Arseniy Neskhodimov’s self-portrait series Prozac has earned him the top spot at the Wellcome Photography Prize 2020, as well as the winner of the Series category. The award this year placed a focus on the theme of mental health, in a bid to “challenge preconceptions and stereotypes, and provide a more authentic look at people’s experiences of mental health”.
Born in Uzbekistan and now based in Moscow, Neskhodimov’s series uses photography to document his depression, which he has experienced since he was 20 years old. After finding antidepressants unhelpful, he went in search of an environment that would make him happier. The quest took him to his parents’ house in Moscow and Sharm El Sheik in Egypt where he photographed the winning series, which includes an image of Neskhodimov submerged in dark waters and quiet, solitary moments in resort hotels.
“My self-portrait stories are a kind of therapy that help me fight off the attacks of despair and loss of meaning, especially in this difficult pandemic time,” Neskhodimov explains. “I’ve been trapped at home out of a job for three months and the only thing that brings some sense into my life is to keep taking pictures.”
The series was praised by Wellcome’s Miranda Wolpert for highlighting “the complexity of both emotions and coping mechanisms underpinning each person’s journey with their mental health. Neskhodimov’s visually arresting series manages to convey both the ongoing pain he experiences and the strategies to cope – including humour and creativity.”
Alongside Neskhodimov, the winners of the four remaining categories include Dutch photographer Marijn Fidder, whose picture of an 11-year-old with a brain tumour won the Social Perspectives category. Nigerian documentary photographer Jenevieve Aken won the Hidden Worlds category with Monankim, a gripping image of a teenage girl from the Bakor community – which the photographer also comes from – sitting in a healing room following her circumcision, a controversial practice that makes her a Monankim.

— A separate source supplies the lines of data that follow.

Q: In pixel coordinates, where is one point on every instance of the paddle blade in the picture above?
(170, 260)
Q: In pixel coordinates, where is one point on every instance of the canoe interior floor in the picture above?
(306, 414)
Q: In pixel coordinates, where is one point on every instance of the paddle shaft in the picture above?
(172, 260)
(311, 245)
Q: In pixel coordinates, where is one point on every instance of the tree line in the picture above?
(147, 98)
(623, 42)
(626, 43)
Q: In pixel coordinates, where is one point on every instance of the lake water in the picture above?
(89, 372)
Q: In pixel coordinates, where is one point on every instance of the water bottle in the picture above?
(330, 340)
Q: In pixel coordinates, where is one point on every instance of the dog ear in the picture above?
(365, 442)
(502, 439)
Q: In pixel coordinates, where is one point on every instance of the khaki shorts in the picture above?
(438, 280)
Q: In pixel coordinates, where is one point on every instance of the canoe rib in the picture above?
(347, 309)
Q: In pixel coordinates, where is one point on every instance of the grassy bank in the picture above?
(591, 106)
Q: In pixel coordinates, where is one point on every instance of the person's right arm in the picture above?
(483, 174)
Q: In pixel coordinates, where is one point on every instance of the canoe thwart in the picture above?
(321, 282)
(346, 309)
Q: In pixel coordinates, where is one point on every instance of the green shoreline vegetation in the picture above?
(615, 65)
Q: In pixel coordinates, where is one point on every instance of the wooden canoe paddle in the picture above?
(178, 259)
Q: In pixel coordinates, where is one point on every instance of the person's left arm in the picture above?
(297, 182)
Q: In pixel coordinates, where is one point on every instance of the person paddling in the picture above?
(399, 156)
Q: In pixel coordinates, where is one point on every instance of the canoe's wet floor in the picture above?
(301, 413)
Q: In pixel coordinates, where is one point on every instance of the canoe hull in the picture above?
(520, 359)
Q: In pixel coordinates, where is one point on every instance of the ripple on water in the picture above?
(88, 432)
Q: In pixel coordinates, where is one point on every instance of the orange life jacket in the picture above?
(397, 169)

The Medicine in Focus category was won by Julia Gunther’s image of Sophia Mohammed – a community rehabilitation expert in South Sudan – providing treatment for birth defects on four-month-old Hadia, who was born with spina bifida, club foot and fluid in the brain. The final category winner is British photographer Benji Reid, who experiences long bouts of depression. His inspired photograph portrays him as a ‘broken astronaut’ “tethered” to his daughter and consequently to the real world.
The overarching theme of this year’s award is being explored further in specially commissioned works by photographer Siân Davey, who was also a judge this year, and the Covid-19 Anxiety Project, which involves five photographers exploring how the pandemic has impacted the public’s mental health.